1960’lı yılların başlangıcında, siyasal kültür kavramına ilişkin araştırmalar derinlik kazanmaya başlamıştır. Kavramın kuramsal olarak literatürde yer bulması ile bir toplumun siyasal kültürünü oluşturan etmenlerin araştırılması da önem kazanmıştır. İlk olarak siyaset bilimi içerisinde yer bulan siyasal kültür kavramını birçok etmen şekillendirmektedir. Bunlardan ilki, o toplumda yaşayan insanların siyasal nesneler karşısındaki tutum ve davranışlarıdır. Bu siyasal nesneler ise genel olarak siyasal partiler, siyasal kampanyalar, siyasal liderler, yönetim şekli ve seçim sistemidir.

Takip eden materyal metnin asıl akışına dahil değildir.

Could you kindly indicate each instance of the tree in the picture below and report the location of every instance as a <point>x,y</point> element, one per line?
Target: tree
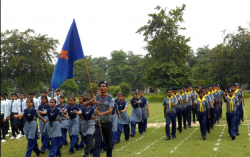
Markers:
<point>125,88</point>
<point>69,86</point>
<point>167,49</point>
<point>26,58</point>
<point>114,89</point>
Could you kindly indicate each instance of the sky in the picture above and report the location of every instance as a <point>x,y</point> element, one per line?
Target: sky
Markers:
<point>108,25</point>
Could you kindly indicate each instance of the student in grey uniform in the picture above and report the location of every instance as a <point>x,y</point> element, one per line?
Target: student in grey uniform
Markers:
<point>178,108</point>
<point>73,124</point>
<point>30,127</point>
<point>194,109</point>
<point>123,121</point>
<point>189,104</point>
<point>136,115</point>
<point>4,114</point>
<point>202,108</point>
<point>53,128</point>
<point>45,138</point>
<point>88,126</point>
<point>23,106</point>
<point>169,104</point>
<point>238,96</point>
<point>14,110</point>
<point>81,105</point>
<point>64,122</point>
<point>231,102</point>
<point>145,110</point>
<point>184,101</point>
<point>105,104</point>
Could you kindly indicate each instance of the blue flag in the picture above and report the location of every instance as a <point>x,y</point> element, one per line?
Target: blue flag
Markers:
<point>71,51</point>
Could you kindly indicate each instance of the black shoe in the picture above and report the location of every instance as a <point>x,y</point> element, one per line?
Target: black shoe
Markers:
<point>233,137</point>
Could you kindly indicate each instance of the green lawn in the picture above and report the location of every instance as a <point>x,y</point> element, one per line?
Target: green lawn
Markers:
<point>152,143</point>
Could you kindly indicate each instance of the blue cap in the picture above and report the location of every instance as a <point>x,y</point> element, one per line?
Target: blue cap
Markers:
<point>175,88</point>
<point>181,87</point>
<point>168,89</point>
<point>200,91</point>
<point>103,82</point>
<point>232,85</point>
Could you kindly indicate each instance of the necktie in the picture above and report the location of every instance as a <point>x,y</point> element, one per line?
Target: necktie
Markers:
<point>201,106</point>
<point>231,103</point>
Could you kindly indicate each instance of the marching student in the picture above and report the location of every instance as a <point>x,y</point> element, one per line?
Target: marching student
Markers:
<point>7,126</point>
<point>184,101</point>
<point>57,96</point>
<point>241,101</point>
<point>231,103</point>
<point>30,127</point>
<point>123,121</point>
<point>64,122</point>
<point>211,94</point>
<point>202,108</point>
<point>23,106</point>
<point>136,115</point>
<point>42,126</point>
<point>178,108</point>
<point>238,96</point>
<point>189,104</point>
<point>194,97</point>
<point>73,124</point>
<point>36,102</point>
<point>81,106</point>
<point>144,110</point>
<point>4,114</point>
<point>210,105</point>
<point>14,110</point>
<point>39,98</point>
<point>53,128</point>
<point>88,126</point>
<point>169,104</point>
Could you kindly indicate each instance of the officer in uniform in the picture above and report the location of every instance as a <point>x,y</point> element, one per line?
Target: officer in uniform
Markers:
<point>231,103</point>
<point>105,104</point>
<point>169,104</point>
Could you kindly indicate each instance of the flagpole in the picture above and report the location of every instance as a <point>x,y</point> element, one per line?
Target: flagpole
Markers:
<point>92,93</point>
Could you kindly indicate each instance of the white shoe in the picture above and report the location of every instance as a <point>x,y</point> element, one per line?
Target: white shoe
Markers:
<point>18,136</point>
<point>3,140</point>
<point>12,137</point>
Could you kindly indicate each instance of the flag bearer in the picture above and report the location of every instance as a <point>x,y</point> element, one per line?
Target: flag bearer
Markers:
<point>123,122</point>
<point>202,108</point>
<point>231,109</point>
<point>136,115</point>
<point>169,104</point>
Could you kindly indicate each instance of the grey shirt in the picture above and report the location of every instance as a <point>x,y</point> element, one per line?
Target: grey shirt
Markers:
<point>107,102</point>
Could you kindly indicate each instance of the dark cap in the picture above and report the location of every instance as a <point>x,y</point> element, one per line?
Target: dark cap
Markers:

Seçim sistemleri ile ilgili araştırmalar ise, özellikle hangi ülkeye hangi seçim sisteminin uygun olacağı noktasında oldukça tartışmalıdır. İşlevleri siyasal istikrar ve temsilde adalet sağlama olan seçim sistemlerinin uygulandığı ülkede siyasal kültüre de uygun olması oldukça önemlidir. Seçim sistemleri siyasal kültürü etkilediği kadar, siyasal kültür de o ülkenin seçim sistemini belirlemede etkili olabilmektedir.

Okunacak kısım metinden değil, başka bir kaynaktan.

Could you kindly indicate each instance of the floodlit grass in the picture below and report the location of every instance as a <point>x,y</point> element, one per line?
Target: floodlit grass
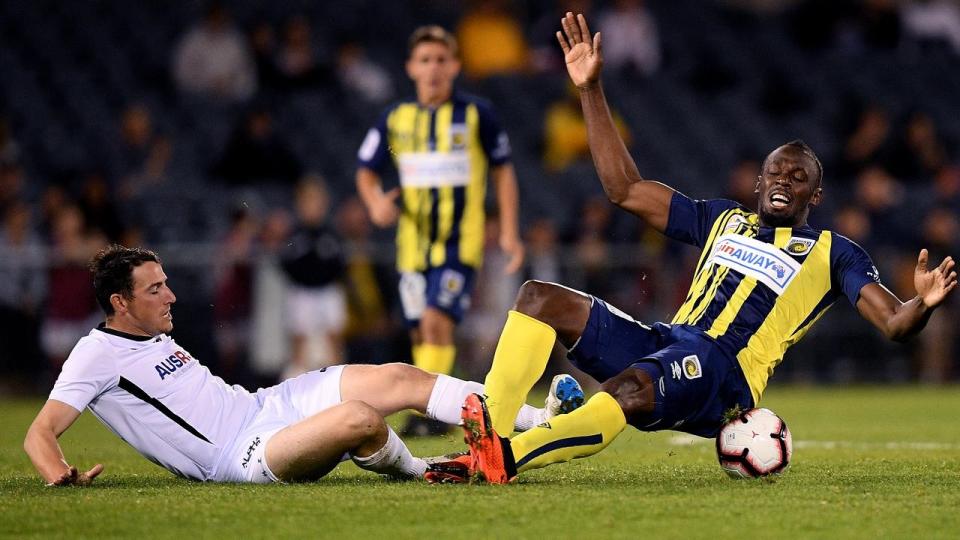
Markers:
<point>868,462</point>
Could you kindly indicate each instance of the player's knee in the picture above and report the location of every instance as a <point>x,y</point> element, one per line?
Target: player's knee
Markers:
<point>402,375</point>
<point>362,420</point>
<point>544,301</point>
<point>633,390</point>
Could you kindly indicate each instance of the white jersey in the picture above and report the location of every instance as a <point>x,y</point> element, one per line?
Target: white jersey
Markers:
<point>156,397</point>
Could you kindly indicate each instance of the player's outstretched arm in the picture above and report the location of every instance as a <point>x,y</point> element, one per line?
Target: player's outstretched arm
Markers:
<point>44,451</point>
<point>381,205</point>
<point>508,203</point>
<point>618,172</point>
<point>900,320</point>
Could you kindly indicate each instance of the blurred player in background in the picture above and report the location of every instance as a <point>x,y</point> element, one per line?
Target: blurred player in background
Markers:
<point>159,399</point>
<point>442,145</point>
<point>763,279</point>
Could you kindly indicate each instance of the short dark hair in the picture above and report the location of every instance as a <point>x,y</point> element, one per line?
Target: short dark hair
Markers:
<point>805,148</point>
<point>112,269</point>
<point>433,34</point>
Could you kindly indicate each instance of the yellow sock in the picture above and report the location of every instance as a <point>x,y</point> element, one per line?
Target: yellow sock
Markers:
<point>521,356</point>
<point>582,433</point>
<point>434,358</point>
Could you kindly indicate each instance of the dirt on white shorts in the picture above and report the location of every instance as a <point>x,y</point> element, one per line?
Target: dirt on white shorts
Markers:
<point>280,406</point>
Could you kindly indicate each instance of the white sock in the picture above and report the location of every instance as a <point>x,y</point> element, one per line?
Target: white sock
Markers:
<point>446,403</point>
<point>393,459</point>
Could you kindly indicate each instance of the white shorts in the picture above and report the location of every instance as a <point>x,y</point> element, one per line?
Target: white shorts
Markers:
<point>280,406</point>
<point>316,310</point>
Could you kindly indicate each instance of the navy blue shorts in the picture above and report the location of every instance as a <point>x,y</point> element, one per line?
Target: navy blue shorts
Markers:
<point>446,288</point>
<point>695,382</point>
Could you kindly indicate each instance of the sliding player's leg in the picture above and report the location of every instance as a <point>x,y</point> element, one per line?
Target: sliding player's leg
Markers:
<point>544,312</point>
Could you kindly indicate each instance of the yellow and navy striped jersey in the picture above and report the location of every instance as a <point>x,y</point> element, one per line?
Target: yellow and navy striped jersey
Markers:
<point>441,156</point>
<point>757,290</point>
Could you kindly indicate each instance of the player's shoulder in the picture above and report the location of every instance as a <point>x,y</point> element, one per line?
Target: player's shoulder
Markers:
<point>483,105</point>
<point>843,243</point>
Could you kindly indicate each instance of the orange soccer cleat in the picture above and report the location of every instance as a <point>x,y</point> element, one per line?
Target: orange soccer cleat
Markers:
<point>491,454</point>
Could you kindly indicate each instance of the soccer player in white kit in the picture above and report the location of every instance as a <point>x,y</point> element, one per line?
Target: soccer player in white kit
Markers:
<point>155,396</point>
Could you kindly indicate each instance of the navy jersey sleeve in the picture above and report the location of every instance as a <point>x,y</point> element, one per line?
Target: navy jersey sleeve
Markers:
<point>690,221</point>
<point>374,151</point>
<point>493,139</point>
<point>851,268</point>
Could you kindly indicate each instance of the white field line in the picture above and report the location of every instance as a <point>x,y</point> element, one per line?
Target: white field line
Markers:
<point>690,440</point>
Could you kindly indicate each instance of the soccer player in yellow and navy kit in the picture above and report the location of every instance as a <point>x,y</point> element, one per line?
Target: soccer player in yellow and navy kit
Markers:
<point>762,280</point>
<point>442,145</point>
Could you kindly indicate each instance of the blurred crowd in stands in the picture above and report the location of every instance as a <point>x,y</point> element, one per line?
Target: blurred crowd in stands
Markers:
<point>224,136</point>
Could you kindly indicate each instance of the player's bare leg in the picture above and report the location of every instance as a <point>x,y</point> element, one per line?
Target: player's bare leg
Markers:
<point>544,313</point>
<point>391,388</point>
<point>563,308</point>
<point>312,447</point>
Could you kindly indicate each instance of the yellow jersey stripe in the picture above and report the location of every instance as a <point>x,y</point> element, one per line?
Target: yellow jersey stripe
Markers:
<point>766,347</point>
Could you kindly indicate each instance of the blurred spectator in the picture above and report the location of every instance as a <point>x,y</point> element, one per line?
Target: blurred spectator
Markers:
<point>868,142</point>
<point>264,47</point>
<point>946,187</point>
<point>22,289</point>
<point>212,60</point>
<point>854,223</point>
<point>491,40</point>
<point>543,251</point>
<point>545,53</point>
<point>933,21</point>
<point>742,182</point>
<point>269,347</point>
<point>370,329</point>
<point>9,147</point>
<point>631,41</point>
<point>297,59</point>
<point>591,248</point>
<point>814,24</point>
<point>256,153</point>
<point>881,195</point>
<point>98,207</point>
<point>142,154</point>
<point>878,22</point>
<point>71,309</point>
<point>494,295</point>
<point>360,75</point>
<point>919,152</point>
<point>565,132</point>
<point>935,355</point>
<point>233,294</point>
<point>12,185</point>
<point>314,263</point>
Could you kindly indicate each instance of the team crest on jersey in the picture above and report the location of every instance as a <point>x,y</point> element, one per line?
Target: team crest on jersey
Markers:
<point>799,246</point>
<point>759,260</point>
<point>172,363</point>
<point>458,137</point>
<point>691,367</point>
<point>735,222</point>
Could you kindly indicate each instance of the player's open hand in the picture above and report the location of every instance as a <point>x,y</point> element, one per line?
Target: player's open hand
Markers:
<point>933,286</point>
<point>384,211</point>
<point>581,52</point>
<point>72,477</point>
<point>512,246</point>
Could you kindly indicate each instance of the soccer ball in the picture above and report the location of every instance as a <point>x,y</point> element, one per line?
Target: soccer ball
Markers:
<point>756,443</point>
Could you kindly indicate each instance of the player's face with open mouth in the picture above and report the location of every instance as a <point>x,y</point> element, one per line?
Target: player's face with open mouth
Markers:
<point>788,187</point>
<point>433,68</point>
<point>150,309</point>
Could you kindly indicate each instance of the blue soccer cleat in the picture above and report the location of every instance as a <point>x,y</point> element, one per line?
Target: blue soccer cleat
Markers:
<point>565,396</point>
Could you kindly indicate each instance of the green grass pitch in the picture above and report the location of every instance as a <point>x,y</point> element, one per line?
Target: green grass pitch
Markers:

Seçimler, bir ülkenin hem özgürlüğünün hem de demokrasinin en başat koşuludur. Seçim yolu ile vatandaş yönetenlere temsil yetkisi vermekte, böylece ya vatandaşların bir kısmı ya da tamamı parlamentoda temsil edilebilmektedir. Seçimler, uzun ve önemli bir süreci ifade etmektedir. Adayların belirlenip başvurmasıyla başlayan bu önemli süreç; seçim kampanyaları, vatandaşın seçme hakkı ile oy kullanması ve seçim sonuçlarının ilanı ile son bulmaktadır. Her seçim sonucu ise o ülkede siyasal anlamda yeni bir başlangıcı ifade etmektedir.